Double Cord Blood Transplantation: Co-Operation or Competition?

,
and
1
Hematological Clinic, General Hospital of Limassol, Kato Polemidia, Cyprus
2
Stem Health Hellas S.A., Hygeia Hospital, Athens, Greece
*
Author to whom correspondence should be addressed.

Abstract

Over the last two decades umbilical cord blood (UCB) transplantation (UCBT) is increasingly used for a variety of malignant and benign hematological and other diseases. The main factor that limits the use of UCB to low weight recipients, mainly children and adolescents, is its low progenitor cell content. Various alternatives have been exploited to overcome this difficulty, including the transplantation of two UCB units (double umbilical cord blood transplantation, dUCBT).

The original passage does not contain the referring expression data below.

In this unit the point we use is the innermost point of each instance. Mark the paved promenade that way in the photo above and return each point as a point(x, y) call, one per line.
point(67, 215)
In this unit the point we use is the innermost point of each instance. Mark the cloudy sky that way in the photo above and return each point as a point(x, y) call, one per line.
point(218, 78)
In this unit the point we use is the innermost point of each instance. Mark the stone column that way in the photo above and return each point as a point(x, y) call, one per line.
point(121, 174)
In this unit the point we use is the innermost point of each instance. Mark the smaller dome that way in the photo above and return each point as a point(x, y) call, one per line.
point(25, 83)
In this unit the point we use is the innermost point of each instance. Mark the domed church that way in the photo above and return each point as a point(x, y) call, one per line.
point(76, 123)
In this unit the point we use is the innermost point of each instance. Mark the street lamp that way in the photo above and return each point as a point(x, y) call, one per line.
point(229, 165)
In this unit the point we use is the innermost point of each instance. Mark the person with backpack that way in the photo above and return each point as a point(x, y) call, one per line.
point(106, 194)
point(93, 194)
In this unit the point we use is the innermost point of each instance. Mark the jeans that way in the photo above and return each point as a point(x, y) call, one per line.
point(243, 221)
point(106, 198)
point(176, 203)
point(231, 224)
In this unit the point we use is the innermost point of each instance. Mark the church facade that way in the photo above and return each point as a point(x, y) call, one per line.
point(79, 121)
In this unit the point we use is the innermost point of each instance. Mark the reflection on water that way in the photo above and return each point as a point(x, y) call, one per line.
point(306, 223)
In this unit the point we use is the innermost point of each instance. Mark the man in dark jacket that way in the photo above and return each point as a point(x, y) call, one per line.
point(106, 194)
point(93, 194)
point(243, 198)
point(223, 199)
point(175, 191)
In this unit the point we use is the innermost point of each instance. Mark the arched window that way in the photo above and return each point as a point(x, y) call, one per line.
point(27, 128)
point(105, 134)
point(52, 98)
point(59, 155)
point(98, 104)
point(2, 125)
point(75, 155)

Following dUCBT, donor(s) hematopoietic stem cells (HSC) can be detected in the peripheral blood of the recipient as soon as 14 days post-transplantation. Sustained engraftment of HSC from one or both donors can be observed- dominance or mixed chimerism respectively, although single donor unit dominance has been observed in over 85% of patients. The underlying biology, which accounts for the interactions both between the two infused UCB units- cooperative or competitive, and with the recipient’s immune system, has not been elucidated.